Privacy Policy

Effective date: April 1, 2026

BasinBaron ("we," "us," or "our") operates the BasinBaron platform at basinbaron.com and map.basinbaron.com. This Privacy Policy explains what information we collect, how we use it, and your rights regarding it. By using BasinBaron, you agree to the practices described here.

1. Information We Collect

Account information. When you sign up, we collect your name and email address. These are used to create and manage your account.

Usage data. We collect information about how you use the platform — map interactions, features accessed, layer toggles, search queries, and session activity. This helps us improve the product.

User-created content. Field notes, areas of interest (AOIs), territory boundaries, and other content you create within BasinBaron are stored and associated with your account.

Payment information. Subscription payments are processed by Stripe. BasinBaron does not store your credit card number or full payment details. We receive confirmation of successful payment and your subscription status from Stripe.

Technical information. We may collect your IP address, browser type, and device information to maintain security and service reliability.

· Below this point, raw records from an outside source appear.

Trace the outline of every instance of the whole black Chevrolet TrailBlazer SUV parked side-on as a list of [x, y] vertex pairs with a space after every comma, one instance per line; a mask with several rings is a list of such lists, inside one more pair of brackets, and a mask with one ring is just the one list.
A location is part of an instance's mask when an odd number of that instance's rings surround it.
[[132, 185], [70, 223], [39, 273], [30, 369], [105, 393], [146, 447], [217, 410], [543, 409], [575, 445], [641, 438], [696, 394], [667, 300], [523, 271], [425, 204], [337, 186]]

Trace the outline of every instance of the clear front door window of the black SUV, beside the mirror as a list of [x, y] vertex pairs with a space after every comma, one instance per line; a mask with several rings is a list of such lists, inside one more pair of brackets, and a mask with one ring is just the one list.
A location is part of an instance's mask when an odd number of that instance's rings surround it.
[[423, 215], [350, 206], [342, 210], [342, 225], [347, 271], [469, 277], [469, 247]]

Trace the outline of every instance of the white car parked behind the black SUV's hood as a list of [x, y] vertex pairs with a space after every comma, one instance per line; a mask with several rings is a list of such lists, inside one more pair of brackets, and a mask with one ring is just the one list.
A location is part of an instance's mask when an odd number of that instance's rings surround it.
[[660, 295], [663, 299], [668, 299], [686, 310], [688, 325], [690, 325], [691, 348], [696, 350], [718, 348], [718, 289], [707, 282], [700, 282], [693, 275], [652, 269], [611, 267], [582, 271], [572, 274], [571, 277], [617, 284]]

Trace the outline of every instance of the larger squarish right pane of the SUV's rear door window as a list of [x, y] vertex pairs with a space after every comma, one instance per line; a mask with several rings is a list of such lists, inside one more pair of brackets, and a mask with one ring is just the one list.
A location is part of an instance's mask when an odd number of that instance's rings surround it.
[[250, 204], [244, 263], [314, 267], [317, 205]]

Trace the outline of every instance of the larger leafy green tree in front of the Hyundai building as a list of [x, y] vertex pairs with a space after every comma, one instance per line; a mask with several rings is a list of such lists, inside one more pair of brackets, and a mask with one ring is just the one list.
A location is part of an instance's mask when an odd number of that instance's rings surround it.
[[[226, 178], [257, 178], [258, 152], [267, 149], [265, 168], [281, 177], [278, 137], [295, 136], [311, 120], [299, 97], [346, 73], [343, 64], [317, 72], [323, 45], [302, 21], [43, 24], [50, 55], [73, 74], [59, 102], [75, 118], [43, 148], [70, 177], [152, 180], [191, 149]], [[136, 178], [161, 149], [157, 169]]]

2. Government and Public Data

BasinBaron displays well, permit, pipeline, facility, and operator data sourced from public US government agencies, including the Oklahoma Corporation Commission (OCC), Texas Railroad Commission (RRC), Environmental Protection Agency (EPA), and the National Pipeline Mapping System (NPMS). This data is public record and is not user-submitted. We do not share or sell this data — it is already publicly available.

3. How We Use Your Information

• To create and maintain your account
• To provide access to the BasinBaron platform and its features
• To process payments and manage your subscription
• To send transactional emails (account confirmation, permit alerts you configure, billing receipts)
• To improve the platform based on how it is used
• To respond to support requests
• To detect and prevent fraud or abuse

We do not sell your personal information to third parties. We do not use your data for advertising.

4. Third-Party Service Providers

We share data with the following service providers only as necessary to operate the platform:

• Supabase — Authentication and database hosting. Your account credentials and user-created content are stored here.
• Stripe — Payment processing. Stripe handles all billing and stores your payment method. Stripe's privacy policy applies to payment data.
• Resend — Transactional email delivery (account emails, permit alerts).
• Vercel — Frontend hosting for basinbaron.com and map.basinbaron.com.
• Railway — API server hosting for api.basinbaron.com.
• Cloudflare — Map tile storage and CDN delivery via R2.

These providers are contractually obligated to protect your data and use it only to provide services to us.

5. Cookies and Session Storage

BasinBaron uses minimal cookies. We set a session cookie when you log in to keep you authenticated. We do not use third-party advertising or tracking cookies. Some browser storage (localStorage) is used to remember your map preferences between sessions.

On your first visit to basinbaron.com, a consent banner asks whether you agree to analytics cookies. If you click Accept, we load our privacy-focused analytics tool (PostHog) to understand how visitors use the site. If you click Decline, analytics are suppressed entirely — PostHog never loads and no analytics requests are made from your browser. Your choice is stored locally as bb_consent in your browser's localStorage; clearing site data resets the prompt.

6. Data Retention

We retain your account information and user-created content for as long as your account is active. If you cancel your subscription, your account and data are retained for 30 days before being scheduled for deletion, in case you choose to reactivate.

7. Your Rights and Data Deletion

You can request deletion of your account and all associated personal data at any time by emailing support@basinbaron.com. We will process deletion requests within 30 days. Note that we may retain certain records as required by law (e.g., billing history).

You may also request a copy of your personal data by contacting us at the same address.

8. Security

We use industry-standard security practices including encrypted connections (HTTPS), authentication tokens, and row-level security on our database. No system is perfectly secure — if you believe your account has been compromised, contact us immediately.

9. Children's Privacy

BasinBaron is intended for business use by adults. We do not knowingly collect information from children under 13. If you believe a child has provided us with personal information, contact us and we will delete it.

10. Changes to This Policy

We may update this Privacy Policy from time to time. When we do, we will update the effective date above and notify active users by email for material changes. Continued use of BasinBaron after changes constitutes acceptance of the updated policy.